Artists, Children, and Computers

December 9, 2019

While I usually write about art, today I'm going to write about the other subject I teach—technology and computer programming. This post is written to the entrepreneurs looking to build tools for artists and other child-like people. As an artist working in a co-op and a teacher in elementary schools, I am acutely aware of the ways in which artists and children interact with technology and the walls they hit. Here are some observations for code builders of the future looking to capture this audience.

Build everything in the browser

If you're building a stand-alone app that has to download to a hard drive, just stop doing that. Build everything to work in the browser and save to the cloud. For people of the future, the browser is the computer. In fact, the children of the future have never heard the word "browser." Since they are always in the browser, it has no name.
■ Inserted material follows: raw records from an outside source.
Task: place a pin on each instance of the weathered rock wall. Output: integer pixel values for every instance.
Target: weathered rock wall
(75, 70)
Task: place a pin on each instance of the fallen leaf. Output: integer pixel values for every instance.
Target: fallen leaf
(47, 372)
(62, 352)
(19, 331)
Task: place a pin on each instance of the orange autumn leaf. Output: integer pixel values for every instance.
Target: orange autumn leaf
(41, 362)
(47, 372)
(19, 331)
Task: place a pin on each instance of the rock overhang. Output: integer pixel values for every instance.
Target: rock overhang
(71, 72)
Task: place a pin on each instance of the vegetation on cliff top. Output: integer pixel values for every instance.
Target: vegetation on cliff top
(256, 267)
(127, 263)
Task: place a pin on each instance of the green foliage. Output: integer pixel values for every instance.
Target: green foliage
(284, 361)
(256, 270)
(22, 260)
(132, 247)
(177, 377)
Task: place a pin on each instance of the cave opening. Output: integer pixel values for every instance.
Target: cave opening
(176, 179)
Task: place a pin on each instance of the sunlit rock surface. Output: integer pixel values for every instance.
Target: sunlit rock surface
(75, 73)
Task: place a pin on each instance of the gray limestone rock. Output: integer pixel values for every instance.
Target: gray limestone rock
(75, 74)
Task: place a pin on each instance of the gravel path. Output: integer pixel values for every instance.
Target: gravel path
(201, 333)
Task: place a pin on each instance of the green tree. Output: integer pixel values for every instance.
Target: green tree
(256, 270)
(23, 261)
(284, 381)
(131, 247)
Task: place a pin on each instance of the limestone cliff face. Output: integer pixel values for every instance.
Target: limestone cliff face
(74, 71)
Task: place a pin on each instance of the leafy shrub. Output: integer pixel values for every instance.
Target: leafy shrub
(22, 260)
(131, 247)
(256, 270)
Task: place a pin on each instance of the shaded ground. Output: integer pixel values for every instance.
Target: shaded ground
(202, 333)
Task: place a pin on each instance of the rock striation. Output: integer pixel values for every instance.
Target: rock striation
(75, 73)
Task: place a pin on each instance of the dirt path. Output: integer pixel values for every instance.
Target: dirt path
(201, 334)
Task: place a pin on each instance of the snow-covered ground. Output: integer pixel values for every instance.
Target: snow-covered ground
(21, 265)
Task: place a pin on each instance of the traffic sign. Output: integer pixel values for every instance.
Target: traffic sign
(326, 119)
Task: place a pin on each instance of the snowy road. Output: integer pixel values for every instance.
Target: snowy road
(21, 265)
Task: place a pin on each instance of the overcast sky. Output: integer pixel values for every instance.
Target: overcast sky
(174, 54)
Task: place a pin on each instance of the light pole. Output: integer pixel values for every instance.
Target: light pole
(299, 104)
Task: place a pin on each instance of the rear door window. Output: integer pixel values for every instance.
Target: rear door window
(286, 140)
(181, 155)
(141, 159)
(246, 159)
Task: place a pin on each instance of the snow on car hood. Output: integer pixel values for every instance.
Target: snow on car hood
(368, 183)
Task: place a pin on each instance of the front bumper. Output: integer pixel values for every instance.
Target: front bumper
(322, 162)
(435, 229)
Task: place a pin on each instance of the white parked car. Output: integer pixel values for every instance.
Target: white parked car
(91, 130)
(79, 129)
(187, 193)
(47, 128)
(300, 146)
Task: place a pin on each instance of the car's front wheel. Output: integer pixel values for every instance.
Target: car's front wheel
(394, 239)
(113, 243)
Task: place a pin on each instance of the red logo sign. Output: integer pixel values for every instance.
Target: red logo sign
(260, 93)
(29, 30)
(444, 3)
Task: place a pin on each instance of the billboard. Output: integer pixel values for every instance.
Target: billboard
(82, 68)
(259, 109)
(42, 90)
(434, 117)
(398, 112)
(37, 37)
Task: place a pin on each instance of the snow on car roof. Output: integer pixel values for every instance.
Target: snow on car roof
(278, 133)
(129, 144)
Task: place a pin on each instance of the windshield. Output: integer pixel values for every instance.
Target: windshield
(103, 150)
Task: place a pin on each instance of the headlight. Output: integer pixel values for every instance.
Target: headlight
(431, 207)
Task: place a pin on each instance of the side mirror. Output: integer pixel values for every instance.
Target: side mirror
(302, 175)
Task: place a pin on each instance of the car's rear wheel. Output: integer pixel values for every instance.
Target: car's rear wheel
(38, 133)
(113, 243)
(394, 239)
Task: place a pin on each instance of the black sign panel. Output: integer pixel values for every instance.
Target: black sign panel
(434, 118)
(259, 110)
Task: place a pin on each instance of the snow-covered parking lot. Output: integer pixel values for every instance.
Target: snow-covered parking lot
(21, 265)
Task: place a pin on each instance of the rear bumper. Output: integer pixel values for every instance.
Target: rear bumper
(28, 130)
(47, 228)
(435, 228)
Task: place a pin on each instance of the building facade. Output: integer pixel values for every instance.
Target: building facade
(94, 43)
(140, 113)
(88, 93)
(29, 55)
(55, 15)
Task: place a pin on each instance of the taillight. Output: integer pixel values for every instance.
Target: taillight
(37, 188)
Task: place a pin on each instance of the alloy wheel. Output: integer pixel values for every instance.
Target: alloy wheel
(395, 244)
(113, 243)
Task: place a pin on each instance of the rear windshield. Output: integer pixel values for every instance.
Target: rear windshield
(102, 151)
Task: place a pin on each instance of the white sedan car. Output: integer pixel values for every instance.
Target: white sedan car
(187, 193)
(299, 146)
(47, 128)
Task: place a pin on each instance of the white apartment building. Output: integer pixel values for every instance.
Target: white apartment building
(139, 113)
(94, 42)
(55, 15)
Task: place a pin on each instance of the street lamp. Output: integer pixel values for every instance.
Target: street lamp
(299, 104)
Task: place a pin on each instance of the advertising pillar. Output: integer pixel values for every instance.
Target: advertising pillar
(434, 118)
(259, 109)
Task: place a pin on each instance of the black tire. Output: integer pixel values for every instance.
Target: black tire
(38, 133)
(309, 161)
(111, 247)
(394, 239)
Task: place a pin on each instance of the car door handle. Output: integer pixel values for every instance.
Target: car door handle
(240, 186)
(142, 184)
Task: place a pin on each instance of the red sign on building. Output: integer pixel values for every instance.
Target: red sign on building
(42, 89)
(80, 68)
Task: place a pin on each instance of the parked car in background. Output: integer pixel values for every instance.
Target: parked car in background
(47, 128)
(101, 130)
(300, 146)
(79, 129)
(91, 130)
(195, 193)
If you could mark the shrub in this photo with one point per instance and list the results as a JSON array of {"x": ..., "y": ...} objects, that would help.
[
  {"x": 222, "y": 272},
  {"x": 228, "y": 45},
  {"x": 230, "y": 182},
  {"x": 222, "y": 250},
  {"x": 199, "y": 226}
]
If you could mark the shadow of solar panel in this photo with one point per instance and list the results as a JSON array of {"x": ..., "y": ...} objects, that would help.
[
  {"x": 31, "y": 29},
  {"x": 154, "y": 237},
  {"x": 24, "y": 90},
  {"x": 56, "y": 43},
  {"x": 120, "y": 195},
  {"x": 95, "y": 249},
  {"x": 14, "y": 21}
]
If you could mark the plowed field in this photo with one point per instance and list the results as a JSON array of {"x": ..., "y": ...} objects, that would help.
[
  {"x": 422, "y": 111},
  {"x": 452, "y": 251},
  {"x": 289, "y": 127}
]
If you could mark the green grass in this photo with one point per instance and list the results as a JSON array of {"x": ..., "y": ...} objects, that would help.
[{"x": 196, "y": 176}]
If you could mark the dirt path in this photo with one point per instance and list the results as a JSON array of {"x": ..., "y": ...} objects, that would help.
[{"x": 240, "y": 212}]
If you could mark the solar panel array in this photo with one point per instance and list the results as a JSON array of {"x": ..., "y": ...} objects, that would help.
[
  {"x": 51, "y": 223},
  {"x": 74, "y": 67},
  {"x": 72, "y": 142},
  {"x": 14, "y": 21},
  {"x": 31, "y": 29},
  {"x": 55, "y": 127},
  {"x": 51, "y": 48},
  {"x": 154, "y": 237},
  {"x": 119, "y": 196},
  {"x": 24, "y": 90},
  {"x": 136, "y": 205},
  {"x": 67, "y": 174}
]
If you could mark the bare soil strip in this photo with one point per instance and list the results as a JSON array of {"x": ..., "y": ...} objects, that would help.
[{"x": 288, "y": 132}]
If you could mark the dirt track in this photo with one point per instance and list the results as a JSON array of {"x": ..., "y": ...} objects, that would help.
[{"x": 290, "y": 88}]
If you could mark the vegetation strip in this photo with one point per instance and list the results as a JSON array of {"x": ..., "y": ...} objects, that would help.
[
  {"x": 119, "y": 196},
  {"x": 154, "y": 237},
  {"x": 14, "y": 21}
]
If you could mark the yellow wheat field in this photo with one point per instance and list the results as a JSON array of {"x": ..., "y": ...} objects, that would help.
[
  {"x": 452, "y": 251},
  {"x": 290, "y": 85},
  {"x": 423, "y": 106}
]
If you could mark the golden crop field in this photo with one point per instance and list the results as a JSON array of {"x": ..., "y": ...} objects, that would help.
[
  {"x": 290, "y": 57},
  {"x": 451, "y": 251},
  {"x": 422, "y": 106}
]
If pressed, they might be able to say they are using  "Chrome."

I spent the first four lessons of a middle school computer programming class trying to explain to the students what a file was and how they could download one and open it on their computer before I just gave up. When I teach programming now, we just code in the browser. If you do not have kids in school, you may be unaware that all assignments are now in google classroom. The kids never see a file or download one. They just click on links to their assignments and fill out the assignment in the magical world of chrome. Then they click submit. This is what they expect. They do not understand how to get to microsoft word or photoshop because those are somewhere in the mysterious world of the harddrive, where they never go.

URLs: Forget about it.

The kids I teach don't relate to urls, just as they don't relate to typing in a phone number. They don't relate even to bitly urls. Yeah, you might have never heard of that, it's so two years ago. Artists and kids want type a few words in google and click on the first link that comes up. They expect you to text them your contact info. No memorizing! No typing! 

Photography: The Artist's Achilles Heel

I have used Adobe products for over 30 years, since PageMaker 1 on a Mac SE with a 512K harddrive. I am a big fan of Adobe, but lately, when I use photoshop and indesign, I feel like a person using a printing press or a mimeograph. These are the tools of the near past. Rapidly, artists, small business entrepreneurs and children expect these tools to be cheap, simple, and on the web. Many web interfaces are getting close to what people need. Some good examples are Mailchimp, Canva, Weebly and Wordpress. However, these still do not solve the problem of photography for most small business owners. People need a childlike interface that will allow them to upload a photograph from their phone and re-size it without ever having to enter a number. Artists and children do not like to measure things. They want to put their photo into a pre-formed box on a website and then magically move it around within the box and make it bigger or smaller with a touch screen. Even better, they want to resize the box with their finger too. If their photograph is too small for the space allotted, they need the program to show them that graphically.

I have tried to teach people the concept of dots-per-inch, print-resolution and web-resolution, but with little success. The application of the future will never talk about resolution. Instead it will just show you how big you can print the item on a press or on a webpage. If you haven't got the right size photograph, it will tell you the size you need so you can go retake the photograph. In someways, this won't even be a problem because the camera quality on phones today is so phenomenal that pretty soon you will be able to print an iphone picture on a highway billboard. Oh, wait, they already do that! OMG. 

Wordpress. Weebly. Wix. Never really brings happiness

I have used wordpress and its cousins to edit many different sites. Compared to hand coding a small-business website in css and html, Wordpress is pretty damn quick. It's a freaking miracle. But it never really makes me happy to work in it. By contrast I do enjoy coding in python. I do enjoy taking pictures on my iphone and editing them quickly in instagram. Somewhere down the line, someone is going to write a small-business website creator tool that is pleasurable to use. It will be on a device that is just a browser. All my photos will be magically available and re-scalable in a design I like. There won't be a url. You just type my name and you get there. 

That's my two cents. Get to it tech gods and goddesses!